Before the completion of View Change, the original View v is still valid, so unnecessary View Change caused by occasional network latency can be avoided.
Fault Tolerance Capacity
Our algorithm provides 𝑓 = ⌊ (𝑛−1) / 3 ⌋ fault tolerance to a consensus system that comprises n nodes. This tolerance capacity includes security and usability and is suite for any network environment.
Request data from nodes contain sender signatures, so malicious bookkeeping nodes cannot falsify requests.
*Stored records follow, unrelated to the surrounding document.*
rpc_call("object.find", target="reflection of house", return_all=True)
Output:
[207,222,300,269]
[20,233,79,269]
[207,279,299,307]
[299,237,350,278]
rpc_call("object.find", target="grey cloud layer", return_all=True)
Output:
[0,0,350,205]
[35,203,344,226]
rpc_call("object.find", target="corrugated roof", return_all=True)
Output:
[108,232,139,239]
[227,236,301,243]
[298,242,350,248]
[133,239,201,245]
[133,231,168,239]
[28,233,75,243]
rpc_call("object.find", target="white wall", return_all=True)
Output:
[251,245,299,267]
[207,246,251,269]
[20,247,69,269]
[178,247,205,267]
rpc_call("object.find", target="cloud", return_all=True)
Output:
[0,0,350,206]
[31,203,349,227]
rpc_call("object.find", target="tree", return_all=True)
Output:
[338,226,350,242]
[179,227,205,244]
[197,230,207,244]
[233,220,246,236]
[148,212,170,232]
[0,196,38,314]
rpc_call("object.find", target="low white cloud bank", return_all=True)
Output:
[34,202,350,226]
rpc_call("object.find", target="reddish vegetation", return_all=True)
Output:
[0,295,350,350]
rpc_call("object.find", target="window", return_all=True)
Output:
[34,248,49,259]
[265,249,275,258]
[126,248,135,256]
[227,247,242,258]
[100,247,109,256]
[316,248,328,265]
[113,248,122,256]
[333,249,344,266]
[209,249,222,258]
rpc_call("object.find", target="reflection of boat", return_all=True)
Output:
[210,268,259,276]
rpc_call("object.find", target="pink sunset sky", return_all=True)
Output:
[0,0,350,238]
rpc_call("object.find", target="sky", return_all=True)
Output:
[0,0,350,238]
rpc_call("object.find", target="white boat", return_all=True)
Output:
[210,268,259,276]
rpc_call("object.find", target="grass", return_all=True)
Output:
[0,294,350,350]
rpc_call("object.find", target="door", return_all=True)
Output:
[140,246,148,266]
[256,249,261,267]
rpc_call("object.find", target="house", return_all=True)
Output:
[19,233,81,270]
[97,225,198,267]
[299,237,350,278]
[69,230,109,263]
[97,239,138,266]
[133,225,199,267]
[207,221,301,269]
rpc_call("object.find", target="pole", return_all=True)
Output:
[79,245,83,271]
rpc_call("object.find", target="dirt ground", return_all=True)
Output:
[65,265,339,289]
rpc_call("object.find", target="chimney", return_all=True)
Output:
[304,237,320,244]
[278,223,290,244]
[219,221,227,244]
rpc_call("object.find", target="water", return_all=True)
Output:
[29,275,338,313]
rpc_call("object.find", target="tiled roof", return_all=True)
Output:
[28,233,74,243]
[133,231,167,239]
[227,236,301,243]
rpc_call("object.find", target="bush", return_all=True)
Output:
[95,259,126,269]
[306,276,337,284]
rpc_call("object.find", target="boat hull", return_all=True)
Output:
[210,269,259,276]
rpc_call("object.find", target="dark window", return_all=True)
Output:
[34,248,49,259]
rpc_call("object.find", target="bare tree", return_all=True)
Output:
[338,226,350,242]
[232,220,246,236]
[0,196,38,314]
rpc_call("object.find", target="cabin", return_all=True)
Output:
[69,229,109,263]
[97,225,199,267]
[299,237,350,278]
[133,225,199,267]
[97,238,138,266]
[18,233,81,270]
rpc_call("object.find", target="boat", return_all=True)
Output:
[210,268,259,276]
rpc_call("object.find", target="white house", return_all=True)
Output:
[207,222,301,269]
Instead, they will try to reverse the system status back to the past, forcing the system to fork.
Hypothetically, in the network environment of the system, consensus nodes are divided into 3 parts: 𝑅 = 𝑅1 ∪ 𝑅2 ∪ 𝐹 , and 𝑅1 ∩ 𝑅2 = ∅ , 𝑅1 ∩ 𝐹 = ∅ ，𝑅2 ∩ 𝐹 = ∅ . Also hypothetically, both R1 and R2 are honest bookkeeping nodes in an information silo that they can only communicate with nodes in their set; F are all malicious nodes in coordination; moreover, the network condition of F allows them to communicate with any node, including R1 and R2. If F wishes to fork the system, they have to reach consensus with R1 and publish blocks, and then reach a second consensus without informing the R2, revoking the consensus with R1. To reach this, it is necessary that |𝑅1| + |𝐹| ≥ 𝑛 − 𝑓 and |𝑅2| + |𝐹| ≥ 𝑛 − 𝑓 . In the worst case scenario, |𝐹| = 𝑓 , i.e. the number of malicious nodes is at the maximum that the system could tolerate the aforementioned relation becomes |𝑅1| ≥ 𝑛 − 2𝑓 and |𝑅2| ≥ 𝑛 − 2𝑓. Added together, |𝑅1| + |𝑅2| ≥ 2𝑛 − 4𝑓, which could be simplified as 𝑛 ≤ 3𝑓. Given that 𝑓 = ⌊ (𝑛−1) / 3 ⌋, which contradicts with the former, it can be proven that the system cannot be forked within the tolerance range.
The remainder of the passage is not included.